Il Dente del Gigante: “inaccessibile con mezzi onesti”

La storia di due tentativi opposti sulla stessa roccia: prima la rinuncia elegante di Mummery e Burgener, poi la prima salita armata degli italiani. Un episodio simbolico che segna una svolta tra tra due modi di concepire l'alpinismo.

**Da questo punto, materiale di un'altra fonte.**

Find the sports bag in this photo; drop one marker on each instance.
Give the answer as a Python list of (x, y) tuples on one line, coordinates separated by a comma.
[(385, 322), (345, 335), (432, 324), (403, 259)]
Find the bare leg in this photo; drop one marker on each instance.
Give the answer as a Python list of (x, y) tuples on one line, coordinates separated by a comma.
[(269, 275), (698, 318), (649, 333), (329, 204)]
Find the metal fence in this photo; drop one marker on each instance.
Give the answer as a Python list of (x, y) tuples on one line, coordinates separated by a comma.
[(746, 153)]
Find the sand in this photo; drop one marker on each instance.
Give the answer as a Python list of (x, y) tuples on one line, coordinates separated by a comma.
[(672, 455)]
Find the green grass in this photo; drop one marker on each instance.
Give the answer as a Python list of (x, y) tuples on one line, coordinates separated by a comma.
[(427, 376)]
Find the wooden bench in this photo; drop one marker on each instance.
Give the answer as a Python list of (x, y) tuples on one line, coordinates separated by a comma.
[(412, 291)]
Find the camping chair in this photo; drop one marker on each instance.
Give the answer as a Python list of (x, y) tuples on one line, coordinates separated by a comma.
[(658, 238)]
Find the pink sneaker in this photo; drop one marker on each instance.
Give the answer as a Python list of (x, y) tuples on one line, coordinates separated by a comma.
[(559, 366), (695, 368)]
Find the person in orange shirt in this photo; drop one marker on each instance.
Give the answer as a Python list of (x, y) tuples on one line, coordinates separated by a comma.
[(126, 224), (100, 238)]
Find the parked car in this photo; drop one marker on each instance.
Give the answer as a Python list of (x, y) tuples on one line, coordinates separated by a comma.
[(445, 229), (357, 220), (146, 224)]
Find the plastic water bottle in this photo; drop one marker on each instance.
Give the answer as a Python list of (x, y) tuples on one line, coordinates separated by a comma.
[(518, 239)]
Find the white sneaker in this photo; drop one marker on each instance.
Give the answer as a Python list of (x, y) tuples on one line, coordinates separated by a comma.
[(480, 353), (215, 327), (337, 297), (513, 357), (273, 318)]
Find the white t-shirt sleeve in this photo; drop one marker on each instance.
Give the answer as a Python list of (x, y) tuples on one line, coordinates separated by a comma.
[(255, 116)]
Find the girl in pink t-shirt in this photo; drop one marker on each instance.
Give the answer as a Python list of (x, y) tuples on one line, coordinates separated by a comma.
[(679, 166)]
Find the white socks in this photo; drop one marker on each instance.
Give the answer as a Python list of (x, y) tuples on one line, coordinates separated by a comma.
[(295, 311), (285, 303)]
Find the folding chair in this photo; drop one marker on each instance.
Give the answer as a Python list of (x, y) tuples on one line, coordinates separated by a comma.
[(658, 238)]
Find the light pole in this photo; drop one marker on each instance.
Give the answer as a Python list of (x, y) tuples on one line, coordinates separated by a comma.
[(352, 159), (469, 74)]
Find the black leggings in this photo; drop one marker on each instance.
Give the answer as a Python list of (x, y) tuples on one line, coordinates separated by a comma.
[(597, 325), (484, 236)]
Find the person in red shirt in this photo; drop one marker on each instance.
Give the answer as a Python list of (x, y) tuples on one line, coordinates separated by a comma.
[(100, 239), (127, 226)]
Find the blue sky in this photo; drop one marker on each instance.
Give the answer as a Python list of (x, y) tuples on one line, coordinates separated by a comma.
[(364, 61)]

Nell’estate del 1880 Albert Frederick Mummery e la guida Alexander Burgener hanno fretta di posare le mani sul Dente del Gigante e salgono verso l’ignoto alle luci di un’imprecisata alba di piena estate. Quando arrivano ai piedi della stele di protogino, sul nevaio della Gengiva, il canino svetta liscio e strapiombante, ma Mummery e il montanaro di Saas intuiscono il passaggio diagonale che dal lato sud porta sulla parete occidentale, nell’ombra del mattino. Burgener affronta la placca del Dente striata da una ruga di gelo, raschiando mani e piedi sulla pietra; gli scarponi chiodati fanno scintille, il cuore batte, le dita sanguinano; infine ritorna sconfitto sui suoi passi. Alla base della placca che li ha respinti abbandonano il bastone di legno, segno estremo del loro passaggio. Mummeryprende un pezzo di carta e una punta di matita, scarabocchia qualcosa sul foglio e lo nasconde in una fessura del granito. Così se qualche pretendente si spingerà alla base del Dente leggerà absolutely inaccessible by fair means” - assolutamente insuperabile con mezzi onesti -. Cinque parole destinate a fare la storia dell’alpinismo.

 

Se non si può con mezzi onesti…

Il messaggio non può essere capito, e tantomeno imitato, perché è troppo all’avanguardia per i tempi. Invece il bastone di legno depositato ai piedi della gran placca viene recuperato dal manipolo di alpinisti italiani armati fino ai denti che, due anni dopo la cavalleresca rinuncia di Mummery e Burgener, assaltano e addomesticano la lavagna di granito con corde, scale, martelli e punte di ferro. “Le guide – racconta Alessandro Sella, uno dei primi salitori – non avevano potuto sormontare il cattivo passo che colla scala a piuoli. Esse avevano attaccato in alto una corda doppia munita di qualche raro nodo. Vi si saliva a forza di braccia coll’aiuto, che pareva scarso, delle ginocchia e dei piedi poggianti sulle protuberanze della roccia, e sopra due ferri piantati verso la metà del camino dal provvido Maquignaz”. Il 29 luglio 1882 è un giorno luminoso per gli uomini del Club Alpino, che giudicano la scalata artificiale del Dente un atto supremo di bravura e coraggio. L’eco della vittoria assume rilevanza nazionale perché la guglia inaccessibile è stata domata in nome della patria da due illustri famiglie dell’alpinismo italiano: i Maquignaz di Valtournenche e i Sella di Biella. Ma la differenza salta all’occhio: Mummery ha lasciato la montagna come l’ha trovata perché altri, se lo desiderano, possano cimentarsi nelle stesse condizioni di incertezza e con identiche probabilità di fallimento. Invece gli italiani sentono l’urgenza di addomesticare la scalata con i fittoni e le corde fisse, perché possa essere ripetuta. Succede da quasi un secolo e mezzo, il rito si ripete ogni giorno d’estate.